WASHINGTON — The trial of a German man charged with killing his 91-year-old journalist wife in Georgetown should move forward later this month even if the ailing defendant is too weak to come to court, a judge said Thursday.
District of Columbia Superior Court Judge Russell Canan denied a prosecutor’s request to postpone Albrecht Muth’s first-degree murder trial, currently scheduled for March 25. But he agreed to revisit the decision next week in the event Muth’s condition worsens.
Muth is gravely ill and at risk of death because of a months-long fast that has left him bedridden and unable to sit or stand on his own, according to a doctor’s testimony. Even though Muth is too weak to be transported from the hospital to the courtroom, technology would permit him to participate remotely in the trial, Canan said. Muth participated via speakerphone from a hospital bed on Thursday, and did the same in the last several court hearings.
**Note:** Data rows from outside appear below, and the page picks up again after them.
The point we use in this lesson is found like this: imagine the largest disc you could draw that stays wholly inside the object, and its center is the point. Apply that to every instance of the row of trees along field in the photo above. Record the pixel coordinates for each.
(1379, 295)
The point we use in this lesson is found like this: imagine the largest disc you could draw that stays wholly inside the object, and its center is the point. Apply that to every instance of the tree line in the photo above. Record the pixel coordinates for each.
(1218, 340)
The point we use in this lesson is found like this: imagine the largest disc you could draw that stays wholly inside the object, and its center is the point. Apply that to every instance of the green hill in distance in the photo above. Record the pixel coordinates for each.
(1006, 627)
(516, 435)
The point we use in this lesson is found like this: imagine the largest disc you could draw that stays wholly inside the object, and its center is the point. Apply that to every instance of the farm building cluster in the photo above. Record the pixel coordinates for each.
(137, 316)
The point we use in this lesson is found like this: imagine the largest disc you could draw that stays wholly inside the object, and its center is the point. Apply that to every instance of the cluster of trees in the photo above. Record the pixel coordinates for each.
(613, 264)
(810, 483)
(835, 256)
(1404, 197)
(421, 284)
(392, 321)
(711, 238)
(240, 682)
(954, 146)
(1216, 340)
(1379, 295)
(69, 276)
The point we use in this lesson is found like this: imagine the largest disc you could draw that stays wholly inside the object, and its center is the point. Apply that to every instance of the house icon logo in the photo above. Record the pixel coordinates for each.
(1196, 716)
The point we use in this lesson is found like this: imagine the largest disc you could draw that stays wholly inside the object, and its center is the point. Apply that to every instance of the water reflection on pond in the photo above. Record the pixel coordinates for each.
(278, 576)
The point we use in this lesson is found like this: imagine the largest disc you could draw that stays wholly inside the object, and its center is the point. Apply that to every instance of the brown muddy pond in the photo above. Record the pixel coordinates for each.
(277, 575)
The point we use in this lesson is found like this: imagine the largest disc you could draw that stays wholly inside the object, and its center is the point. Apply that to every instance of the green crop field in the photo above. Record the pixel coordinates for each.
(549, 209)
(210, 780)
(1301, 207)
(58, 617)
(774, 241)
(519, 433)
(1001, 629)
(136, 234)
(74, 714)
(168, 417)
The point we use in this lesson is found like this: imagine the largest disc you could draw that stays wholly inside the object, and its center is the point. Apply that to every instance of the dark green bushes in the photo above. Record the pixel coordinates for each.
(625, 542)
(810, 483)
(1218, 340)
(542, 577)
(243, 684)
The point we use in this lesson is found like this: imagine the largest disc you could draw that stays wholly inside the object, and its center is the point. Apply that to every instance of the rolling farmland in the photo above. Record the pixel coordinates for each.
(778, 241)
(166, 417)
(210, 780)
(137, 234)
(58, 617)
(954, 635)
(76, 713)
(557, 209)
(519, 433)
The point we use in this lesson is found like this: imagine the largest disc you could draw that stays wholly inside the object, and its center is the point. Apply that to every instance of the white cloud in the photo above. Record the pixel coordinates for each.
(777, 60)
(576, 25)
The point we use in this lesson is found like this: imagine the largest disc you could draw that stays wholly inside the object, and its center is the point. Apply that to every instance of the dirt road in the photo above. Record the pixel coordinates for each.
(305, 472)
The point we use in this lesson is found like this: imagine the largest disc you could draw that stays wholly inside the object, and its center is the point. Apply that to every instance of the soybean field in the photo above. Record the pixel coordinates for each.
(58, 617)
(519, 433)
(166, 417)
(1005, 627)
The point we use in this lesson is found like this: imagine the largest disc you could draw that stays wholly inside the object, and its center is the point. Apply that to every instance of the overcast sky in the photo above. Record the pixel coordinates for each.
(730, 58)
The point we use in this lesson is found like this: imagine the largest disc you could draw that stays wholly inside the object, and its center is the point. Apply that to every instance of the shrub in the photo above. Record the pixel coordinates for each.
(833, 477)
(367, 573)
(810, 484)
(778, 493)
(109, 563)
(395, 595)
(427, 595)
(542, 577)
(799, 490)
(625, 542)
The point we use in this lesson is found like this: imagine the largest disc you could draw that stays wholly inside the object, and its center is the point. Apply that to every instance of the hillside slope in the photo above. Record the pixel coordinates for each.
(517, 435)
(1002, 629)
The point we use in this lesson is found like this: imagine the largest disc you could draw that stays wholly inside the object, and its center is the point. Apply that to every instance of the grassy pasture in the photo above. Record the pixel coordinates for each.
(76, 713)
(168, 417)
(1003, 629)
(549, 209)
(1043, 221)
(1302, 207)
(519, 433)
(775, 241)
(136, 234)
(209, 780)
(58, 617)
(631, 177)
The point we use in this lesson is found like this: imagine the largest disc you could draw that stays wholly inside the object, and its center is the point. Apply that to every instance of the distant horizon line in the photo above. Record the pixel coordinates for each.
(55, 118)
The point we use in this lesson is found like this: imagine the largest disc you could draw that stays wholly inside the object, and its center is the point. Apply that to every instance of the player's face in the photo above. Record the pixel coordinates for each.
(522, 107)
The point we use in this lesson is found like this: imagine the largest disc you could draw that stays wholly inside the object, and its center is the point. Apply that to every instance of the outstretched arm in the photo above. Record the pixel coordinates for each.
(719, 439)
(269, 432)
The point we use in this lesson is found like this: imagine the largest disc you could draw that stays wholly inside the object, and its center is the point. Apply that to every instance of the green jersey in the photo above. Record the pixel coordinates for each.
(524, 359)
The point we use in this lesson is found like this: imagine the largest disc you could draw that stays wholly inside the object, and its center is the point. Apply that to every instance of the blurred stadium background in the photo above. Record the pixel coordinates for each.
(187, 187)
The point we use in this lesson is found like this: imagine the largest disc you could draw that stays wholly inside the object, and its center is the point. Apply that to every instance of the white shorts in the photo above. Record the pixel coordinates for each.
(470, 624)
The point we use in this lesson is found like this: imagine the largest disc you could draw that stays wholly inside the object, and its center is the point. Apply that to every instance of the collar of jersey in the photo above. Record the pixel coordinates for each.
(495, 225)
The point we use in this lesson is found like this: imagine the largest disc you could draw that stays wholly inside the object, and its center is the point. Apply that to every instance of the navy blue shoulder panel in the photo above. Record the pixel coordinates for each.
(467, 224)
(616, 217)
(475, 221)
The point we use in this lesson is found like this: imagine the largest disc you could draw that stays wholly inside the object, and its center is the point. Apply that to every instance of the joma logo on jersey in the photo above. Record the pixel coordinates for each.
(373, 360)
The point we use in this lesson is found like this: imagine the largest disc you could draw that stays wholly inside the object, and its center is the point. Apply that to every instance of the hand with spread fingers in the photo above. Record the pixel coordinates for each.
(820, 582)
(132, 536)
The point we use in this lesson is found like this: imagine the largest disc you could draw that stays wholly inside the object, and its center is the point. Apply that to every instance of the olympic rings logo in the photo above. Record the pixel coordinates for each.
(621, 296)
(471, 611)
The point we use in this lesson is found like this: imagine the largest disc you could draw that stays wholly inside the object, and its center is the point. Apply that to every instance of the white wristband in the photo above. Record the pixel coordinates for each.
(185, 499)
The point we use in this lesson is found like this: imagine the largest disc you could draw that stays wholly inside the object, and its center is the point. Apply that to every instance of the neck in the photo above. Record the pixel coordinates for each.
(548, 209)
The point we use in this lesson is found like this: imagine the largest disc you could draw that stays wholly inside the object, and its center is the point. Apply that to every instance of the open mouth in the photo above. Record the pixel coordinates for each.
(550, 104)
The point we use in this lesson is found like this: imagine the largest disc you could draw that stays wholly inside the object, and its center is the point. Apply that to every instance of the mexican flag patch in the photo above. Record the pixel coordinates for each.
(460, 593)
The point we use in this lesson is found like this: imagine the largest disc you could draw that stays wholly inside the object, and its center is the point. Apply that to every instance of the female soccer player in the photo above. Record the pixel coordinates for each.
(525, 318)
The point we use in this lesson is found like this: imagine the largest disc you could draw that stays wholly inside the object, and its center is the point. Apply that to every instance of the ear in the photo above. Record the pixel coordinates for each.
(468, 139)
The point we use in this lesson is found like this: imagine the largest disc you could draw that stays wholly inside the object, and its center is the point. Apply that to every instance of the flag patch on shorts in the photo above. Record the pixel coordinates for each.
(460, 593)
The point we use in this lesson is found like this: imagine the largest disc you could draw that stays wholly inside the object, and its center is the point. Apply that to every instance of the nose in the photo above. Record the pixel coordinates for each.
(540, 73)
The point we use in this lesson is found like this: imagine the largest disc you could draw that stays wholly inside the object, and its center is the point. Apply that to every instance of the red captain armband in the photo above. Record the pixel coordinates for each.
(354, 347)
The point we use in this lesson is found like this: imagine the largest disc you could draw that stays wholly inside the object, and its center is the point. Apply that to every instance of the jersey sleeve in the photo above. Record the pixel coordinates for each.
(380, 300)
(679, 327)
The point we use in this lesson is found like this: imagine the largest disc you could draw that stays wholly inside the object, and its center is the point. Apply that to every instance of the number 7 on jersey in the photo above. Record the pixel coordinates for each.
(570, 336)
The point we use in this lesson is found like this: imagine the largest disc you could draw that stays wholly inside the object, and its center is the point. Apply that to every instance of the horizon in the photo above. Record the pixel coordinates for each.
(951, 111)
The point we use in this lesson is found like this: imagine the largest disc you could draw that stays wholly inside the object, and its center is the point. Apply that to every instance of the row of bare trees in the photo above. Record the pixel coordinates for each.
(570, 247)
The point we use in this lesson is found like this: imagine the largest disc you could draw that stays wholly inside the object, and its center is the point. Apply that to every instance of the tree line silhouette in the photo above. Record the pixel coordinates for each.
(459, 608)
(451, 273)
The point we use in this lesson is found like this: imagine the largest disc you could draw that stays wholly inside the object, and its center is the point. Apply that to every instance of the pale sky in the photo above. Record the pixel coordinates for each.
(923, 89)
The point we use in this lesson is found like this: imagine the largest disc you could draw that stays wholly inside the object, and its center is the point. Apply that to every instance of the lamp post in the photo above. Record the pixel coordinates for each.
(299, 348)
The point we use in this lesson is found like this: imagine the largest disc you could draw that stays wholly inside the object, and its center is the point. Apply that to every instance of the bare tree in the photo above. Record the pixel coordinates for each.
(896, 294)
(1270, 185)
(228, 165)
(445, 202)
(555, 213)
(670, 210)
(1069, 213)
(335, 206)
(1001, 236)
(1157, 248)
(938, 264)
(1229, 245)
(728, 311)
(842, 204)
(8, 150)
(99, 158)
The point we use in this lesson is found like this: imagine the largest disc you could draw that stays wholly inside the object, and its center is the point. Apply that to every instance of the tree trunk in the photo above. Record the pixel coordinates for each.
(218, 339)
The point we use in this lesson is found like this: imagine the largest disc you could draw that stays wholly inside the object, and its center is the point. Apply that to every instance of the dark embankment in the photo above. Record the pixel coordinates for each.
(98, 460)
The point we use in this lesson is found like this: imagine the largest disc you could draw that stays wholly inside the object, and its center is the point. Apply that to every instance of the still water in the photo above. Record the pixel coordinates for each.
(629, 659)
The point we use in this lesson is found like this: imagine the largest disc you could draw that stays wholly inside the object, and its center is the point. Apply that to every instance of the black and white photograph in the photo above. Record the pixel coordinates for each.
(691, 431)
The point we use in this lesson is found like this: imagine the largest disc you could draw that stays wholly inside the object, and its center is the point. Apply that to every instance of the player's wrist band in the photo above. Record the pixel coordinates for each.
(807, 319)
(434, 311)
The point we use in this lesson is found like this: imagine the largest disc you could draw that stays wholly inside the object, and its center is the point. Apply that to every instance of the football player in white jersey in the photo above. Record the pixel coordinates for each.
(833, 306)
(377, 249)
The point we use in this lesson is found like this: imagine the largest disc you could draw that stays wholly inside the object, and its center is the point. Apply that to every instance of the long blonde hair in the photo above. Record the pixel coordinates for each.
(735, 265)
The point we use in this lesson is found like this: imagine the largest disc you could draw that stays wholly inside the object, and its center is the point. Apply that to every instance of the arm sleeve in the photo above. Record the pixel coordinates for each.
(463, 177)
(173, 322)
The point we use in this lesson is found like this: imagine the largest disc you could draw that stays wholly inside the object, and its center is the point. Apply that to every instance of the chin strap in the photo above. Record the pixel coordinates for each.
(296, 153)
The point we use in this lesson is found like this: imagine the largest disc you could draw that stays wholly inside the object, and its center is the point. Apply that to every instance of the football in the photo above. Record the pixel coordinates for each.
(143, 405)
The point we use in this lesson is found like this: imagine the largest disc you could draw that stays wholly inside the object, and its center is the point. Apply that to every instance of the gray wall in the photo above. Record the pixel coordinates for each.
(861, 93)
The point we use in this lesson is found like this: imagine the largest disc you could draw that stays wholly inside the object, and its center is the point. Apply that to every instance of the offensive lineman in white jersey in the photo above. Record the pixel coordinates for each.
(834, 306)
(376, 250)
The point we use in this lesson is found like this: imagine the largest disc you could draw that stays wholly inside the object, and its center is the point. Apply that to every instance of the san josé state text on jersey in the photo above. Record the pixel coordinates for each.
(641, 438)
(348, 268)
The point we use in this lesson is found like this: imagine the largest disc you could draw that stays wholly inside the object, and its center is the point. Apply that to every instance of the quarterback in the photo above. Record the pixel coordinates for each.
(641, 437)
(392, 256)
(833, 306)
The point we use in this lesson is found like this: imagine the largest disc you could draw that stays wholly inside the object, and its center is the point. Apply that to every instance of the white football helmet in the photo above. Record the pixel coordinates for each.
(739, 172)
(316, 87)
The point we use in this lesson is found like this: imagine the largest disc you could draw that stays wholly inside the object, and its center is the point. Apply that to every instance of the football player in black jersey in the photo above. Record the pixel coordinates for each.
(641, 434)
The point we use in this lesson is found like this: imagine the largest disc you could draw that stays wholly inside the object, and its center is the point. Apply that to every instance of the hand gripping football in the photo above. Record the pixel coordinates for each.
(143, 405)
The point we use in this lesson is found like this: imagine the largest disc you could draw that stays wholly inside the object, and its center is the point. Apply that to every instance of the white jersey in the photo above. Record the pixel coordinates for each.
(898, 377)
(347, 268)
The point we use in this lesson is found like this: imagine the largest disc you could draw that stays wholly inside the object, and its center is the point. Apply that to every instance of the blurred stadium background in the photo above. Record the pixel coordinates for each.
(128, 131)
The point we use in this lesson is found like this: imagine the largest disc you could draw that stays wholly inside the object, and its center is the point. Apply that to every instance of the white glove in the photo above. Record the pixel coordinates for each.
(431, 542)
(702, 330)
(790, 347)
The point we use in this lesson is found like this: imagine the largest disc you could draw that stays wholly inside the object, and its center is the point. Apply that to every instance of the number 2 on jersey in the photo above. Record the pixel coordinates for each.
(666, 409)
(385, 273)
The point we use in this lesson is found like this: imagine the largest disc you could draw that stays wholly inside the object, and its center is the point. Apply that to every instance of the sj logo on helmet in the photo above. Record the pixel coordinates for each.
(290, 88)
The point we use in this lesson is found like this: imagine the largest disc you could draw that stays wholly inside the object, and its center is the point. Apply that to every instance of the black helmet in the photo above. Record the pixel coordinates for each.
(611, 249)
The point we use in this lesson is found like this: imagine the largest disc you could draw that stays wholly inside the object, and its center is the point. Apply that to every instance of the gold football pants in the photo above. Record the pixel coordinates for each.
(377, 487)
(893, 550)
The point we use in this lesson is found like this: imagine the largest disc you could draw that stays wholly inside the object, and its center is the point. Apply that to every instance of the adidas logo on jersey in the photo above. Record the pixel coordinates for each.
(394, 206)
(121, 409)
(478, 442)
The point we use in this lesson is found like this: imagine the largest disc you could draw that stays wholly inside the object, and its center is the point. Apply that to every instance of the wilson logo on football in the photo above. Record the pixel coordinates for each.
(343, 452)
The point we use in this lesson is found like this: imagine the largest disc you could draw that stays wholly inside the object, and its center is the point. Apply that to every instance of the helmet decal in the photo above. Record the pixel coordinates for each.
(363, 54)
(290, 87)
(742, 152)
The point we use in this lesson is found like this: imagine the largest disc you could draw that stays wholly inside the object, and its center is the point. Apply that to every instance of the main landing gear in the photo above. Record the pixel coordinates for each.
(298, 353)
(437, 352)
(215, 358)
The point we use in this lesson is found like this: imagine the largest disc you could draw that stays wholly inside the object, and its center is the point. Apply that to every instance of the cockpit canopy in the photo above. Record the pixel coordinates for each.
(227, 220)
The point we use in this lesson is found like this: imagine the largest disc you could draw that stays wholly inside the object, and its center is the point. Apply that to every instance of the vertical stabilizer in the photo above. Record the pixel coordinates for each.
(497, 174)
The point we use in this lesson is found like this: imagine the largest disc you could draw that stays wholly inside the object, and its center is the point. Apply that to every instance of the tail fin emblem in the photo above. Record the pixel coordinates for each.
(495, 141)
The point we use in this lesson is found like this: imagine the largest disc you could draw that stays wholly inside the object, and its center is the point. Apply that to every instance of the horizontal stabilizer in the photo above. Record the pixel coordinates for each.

The judge said that although he was not inclined to postpone the trial, he would hold another hearing Tuesday to evaluate Muth’s status. A separate debate over DNA retesting could also cause a trial delay.
Muth, 48, has been hospitalized since January after starving himself for religious reasons. Russom Ghebrai, an internist who has treated Muth, testified that he remains at imminent risk of death, though he did resume eating and drinking some during the weekend and continues to display mental sharpness. Ghebrai said he could not endorse bringing Muth to the hospital for his trial, even on a stretcher.
Muth is charged in the August 2011 strangulation and beating death Viola Drath, a German journalist and socialite, inside the couple’s row home in Georgetown. Prosecutors say Muth was upset about the size of his monthly allowance from Drath and eager to acquire a portion of her estate upon her death. Muth, who has claimed to be a brigadier general in the Iraqi army, has denied any wrongdoing and has suggested Drath was killed in an Iranian hit job.
Prosecutor Glenn Kirschner asked the judge to postpone the trial so that he could explore the feasibility of having Muth force-fed, even though he may be too ill for that option. He said the goal should be restoring Muth’s physical ability to attend the trial in person, though he also accused Muth of “wrongdoing” by willfully making himself unable to attend his own trial.
“He is volitionally orchestrating his own unavailability, particularly by eating and stopping and eating and stopping,” Kirschner said.
Canan instructed Muth to end his fast, but Muth suggested he’d continue starving himself in obedience to a higher power. He said that instead of going to trial and “trying my luck with a bunch of secular-ites,” he would “opt for God.”
“I follow my orders. You follow your orders,” Muth told Canan at one point.
Canan also read aloud a letter from the German embassy expressing concern about Muth’s condition and urging the judge to use “your powers to ensure that Mr. Muth’s health can be stabilized and his fasting does not leave him in grave danger.”
The judge did not immediately rule on a request to move the case out of Washington because of extensive pretrial publicity. Defense lawyers say it will be “next to impossible” to find a prospective juror unfamiliar with the case.